The Court cannot delay its decision on this matter indefinitely, awaiting the Texas Supreme Court decision in Vanegas. Should the Texas Supreme Court reach a different conclusion while this litigation is pending, the Court would, of course, reconsider this Order. In the meanwhile, the Court is obliged to make its best "Erie guess" as to how the Court will rule. The Court concludes that the RVP Plans at issue in this case would be an enforceable unilateral contract under Texas law.
The Court's holding does not, of course, suggest that Ms. Madlock is entitled to any monies for the Hestair portion of the Mercedes account. That is a separate decision for another day, after the parties have had the opportunity to conduct discovery.

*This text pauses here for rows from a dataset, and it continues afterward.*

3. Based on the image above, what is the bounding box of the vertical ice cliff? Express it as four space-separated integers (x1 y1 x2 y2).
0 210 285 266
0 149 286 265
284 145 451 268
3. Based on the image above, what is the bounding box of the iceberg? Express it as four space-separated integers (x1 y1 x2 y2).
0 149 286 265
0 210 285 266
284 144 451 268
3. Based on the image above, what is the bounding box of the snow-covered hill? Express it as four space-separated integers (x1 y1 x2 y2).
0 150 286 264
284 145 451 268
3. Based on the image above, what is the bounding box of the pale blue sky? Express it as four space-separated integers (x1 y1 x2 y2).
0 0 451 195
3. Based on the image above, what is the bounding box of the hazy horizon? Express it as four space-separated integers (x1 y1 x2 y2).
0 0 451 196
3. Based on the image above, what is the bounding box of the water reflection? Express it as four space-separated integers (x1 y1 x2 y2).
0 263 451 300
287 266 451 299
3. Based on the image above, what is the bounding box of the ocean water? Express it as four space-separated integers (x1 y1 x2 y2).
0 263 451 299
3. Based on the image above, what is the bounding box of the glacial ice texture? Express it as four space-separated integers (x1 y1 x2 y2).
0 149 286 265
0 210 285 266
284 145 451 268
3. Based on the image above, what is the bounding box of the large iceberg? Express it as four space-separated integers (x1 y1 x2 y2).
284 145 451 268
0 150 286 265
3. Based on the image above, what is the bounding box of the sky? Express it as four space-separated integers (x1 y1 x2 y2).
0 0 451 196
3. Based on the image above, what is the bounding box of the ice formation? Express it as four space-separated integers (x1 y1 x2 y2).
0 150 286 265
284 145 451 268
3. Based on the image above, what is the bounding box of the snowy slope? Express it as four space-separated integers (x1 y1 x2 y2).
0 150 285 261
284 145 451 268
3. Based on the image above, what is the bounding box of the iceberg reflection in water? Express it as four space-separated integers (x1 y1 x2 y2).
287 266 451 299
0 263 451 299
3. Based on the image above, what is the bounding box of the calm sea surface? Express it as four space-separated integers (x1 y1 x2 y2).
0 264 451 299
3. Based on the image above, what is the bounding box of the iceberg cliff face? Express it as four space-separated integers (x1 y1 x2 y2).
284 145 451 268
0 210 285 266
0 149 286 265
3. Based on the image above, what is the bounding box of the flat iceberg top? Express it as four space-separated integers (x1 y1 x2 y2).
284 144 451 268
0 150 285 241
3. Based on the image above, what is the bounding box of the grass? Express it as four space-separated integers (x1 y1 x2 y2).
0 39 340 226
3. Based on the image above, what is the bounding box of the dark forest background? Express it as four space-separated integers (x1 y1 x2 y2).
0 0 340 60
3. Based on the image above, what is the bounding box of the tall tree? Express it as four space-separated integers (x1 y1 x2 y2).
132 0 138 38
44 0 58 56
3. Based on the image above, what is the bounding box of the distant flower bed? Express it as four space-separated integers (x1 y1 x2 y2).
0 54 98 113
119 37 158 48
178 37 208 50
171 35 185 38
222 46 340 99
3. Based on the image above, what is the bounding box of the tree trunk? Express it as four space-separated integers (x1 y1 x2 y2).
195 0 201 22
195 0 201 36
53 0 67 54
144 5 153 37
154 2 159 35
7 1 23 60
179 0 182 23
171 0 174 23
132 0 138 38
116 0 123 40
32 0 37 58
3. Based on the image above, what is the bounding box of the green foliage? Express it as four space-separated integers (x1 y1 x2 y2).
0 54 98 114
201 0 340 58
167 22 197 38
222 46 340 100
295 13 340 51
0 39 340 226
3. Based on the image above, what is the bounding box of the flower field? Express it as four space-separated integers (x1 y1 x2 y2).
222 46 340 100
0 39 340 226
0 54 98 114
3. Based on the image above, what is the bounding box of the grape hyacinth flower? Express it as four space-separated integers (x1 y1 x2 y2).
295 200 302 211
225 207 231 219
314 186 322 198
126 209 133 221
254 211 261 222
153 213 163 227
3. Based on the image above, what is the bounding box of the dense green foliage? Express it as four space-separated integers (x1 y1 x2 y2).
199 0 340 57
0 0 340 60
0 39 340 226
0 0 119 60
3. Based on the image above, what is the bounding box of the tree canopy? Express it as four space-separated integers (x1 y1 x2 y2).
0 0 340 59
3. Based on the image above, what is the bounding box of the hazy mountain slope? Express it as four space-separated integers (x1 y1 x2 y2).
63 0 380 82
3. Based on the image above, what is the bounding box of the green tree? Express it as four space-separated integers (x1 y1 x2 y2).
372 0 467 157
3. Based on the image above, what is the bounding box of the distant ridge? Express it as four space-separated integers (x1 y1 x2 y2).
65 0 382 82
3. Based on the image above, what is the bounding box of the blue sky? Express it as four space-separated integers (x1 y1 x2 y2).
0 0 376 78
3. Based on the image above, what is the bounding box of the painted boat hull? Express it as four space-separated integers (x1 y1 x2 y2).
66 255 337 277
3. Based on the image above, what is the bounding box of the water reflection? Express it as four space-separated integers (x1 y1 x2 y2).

IV. DISCOVERY AND SCHEDULING ORDER
In its Motion for Summary Judgment, Plaintiff argues that even if the RVP Plans can be considered a contract, Plaintiff was not entitled to receive compensation for the Hestair portion of the Mercedes account. Ms. Madlock argues that Brenda Harris promised her compensation based on Southeast Region which included the Mercedes account and that the Mercedes account should have been included in her incentive compensation under the language of the RVP Plans. Ms. Madlock insists that discovery is necessary to determine whether a fact issue exists on these matters.
After a hearing on the pending Motion for Summary Judgment, the Court stayed discovery and allowed the parties to submit additional briefing on the question of whether the RVP Plans were a contract. The Court now finds that discovery should proceed before it can resolve the remaining arguments in Plaintiff's Motion for Summary Judgment. See FED. R. CIV. P. 56(f). This decision will likely require an amendment to the current Agreed Scheduling Order.
The parties should, therefore, submit a revised scheduling order to the Court no later than September 19, 2008. The Court will set a new trial date for December 7, 2009. If the parties have any questions about the new scheduling order, are unable to reach agreement on deadlines, or would like to set the new trial date for sooner than December 7, they should contact the Court's case manager.
V. CONCLUSION
Because the Court finds that the RVP Plans can be considered a contract, Plaintiff's Motion for Summary Judgment is DISMISSED WITHOUT PREJUDICE TO REFILING. Parties shall submit a new scheduling order no later than September 19, 2008.